John Gibbons, the White House science adviser, said the briefing was in preparation for a meeting in February in which Gore and others in the administration will draw up specific plans on how NASA will proceed in an ambitious program of science that the agency is calling “Origins.”
“The consensus of the group is that the way NASA is going is the right direction in space sciences,” said Gibbons.
The meeting with 18 top U.S. scientists, he said, was “to share the wisdom of outstanding people from a variety of perspectives about the importance of modern day astronomy and recent discoveries that relate to the origins of the solar system and the possibility of life on places other than the Earth.”
Gibbons said the meeting will help Gore and others in the administration to be “more equipped” to make decisions about budgets for NASA and other science agencies. The administration has announced plans for a “Space Summit” meeting in February where a basic program of exploration is to be formulated.
Plans for the space summit were drawn up after NASA scientists announced in August they had found what they believe to be evidence that life once existed on Mars.
Other researchers in recent months have found new planets circling nearby stars, discovered evidence of water on the moon and found new evidence that life, in the form of microbes, is extraordinarily tough and perhaps able to develop in many places in the universe. Some scientists have said it may be possible now, for the first time, to conduct a systematic search for planets elsewhere in the universe where life is possible.
NASA has launched two probes toward Mars and already plans to send two more pairs each in 1998 and 2000. One goal is to look for evidence of life on the Red Planet.
“Our notion that life is rare may be revised,” said Gibbons. “Life may be pervasive in the universe.”
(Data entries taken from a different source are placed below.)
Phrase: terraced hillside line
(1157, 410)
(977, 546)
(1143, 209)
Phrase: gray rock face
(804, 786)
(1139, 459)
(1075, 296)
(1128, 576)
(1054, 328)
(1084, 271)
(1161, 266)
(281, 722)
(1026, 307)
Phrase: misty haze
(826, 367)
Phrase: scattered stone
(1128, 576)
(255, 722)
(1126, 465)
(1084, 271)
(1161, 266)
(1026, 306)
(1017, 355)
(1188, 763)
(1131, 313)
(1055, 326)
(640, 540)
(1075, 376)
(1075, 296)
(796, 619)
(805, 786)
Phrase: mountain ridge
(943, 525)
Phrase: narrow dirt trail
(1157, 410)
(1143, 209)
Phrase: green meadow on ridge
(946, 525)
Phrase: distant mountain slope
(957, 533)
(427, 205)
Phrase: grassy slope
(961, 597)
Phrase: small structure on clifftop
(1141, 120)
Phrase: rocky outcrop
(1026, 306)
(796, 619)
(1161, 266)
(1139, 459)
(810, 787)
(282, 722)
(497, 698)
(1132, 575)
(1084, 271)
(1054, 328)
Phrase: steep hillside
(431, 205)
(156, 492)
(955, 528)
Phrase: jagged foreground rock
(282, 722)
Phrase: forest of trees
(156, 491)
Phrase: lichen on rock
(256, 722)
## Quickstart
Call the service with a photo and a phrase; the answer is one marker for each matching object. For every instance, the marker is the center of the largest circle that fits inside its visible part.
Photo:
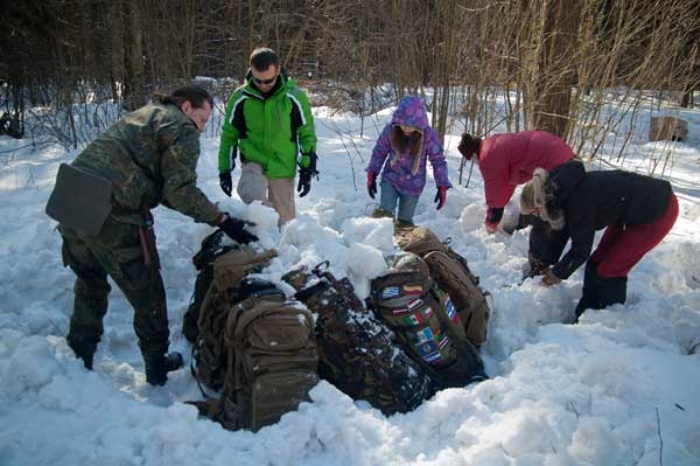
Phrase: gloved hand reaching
(440, 197)
(235, 229)
(493, 218)
(225, 182)
(371, 184)
(307, 168)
NASA administrator Dan Goldin, who attended the meeting, said discussions with the scientists pointed out the need to conduct experiments to test the “fundamental underpinnings” of life and how it began.
“Our astrobiology (study of extraterrestial life) is woefully underfunded,” said Goldin. “We need to understand what could be the fingerprints of extrasolar (beyond the sun) life.”
Also included in the meeting were two clerics, the Rev. Joan Brown Campbell of the National Religious Partnership for the Environment and the Rev. John P. Minogue, president of DePaul University.
Minogue said at a news conference that the race of science to answer basic questions about origins is challenging to religion and to concepts of God.
“The role of religion has always been to connect us with our ancestors and all the way back to the origins,” he said. Minogue added that society needs both science and religion - science to gather new understanding and religion to connect “to our roots.”
“It is a very exciting adventure because of what is being discovered,” said Minogue.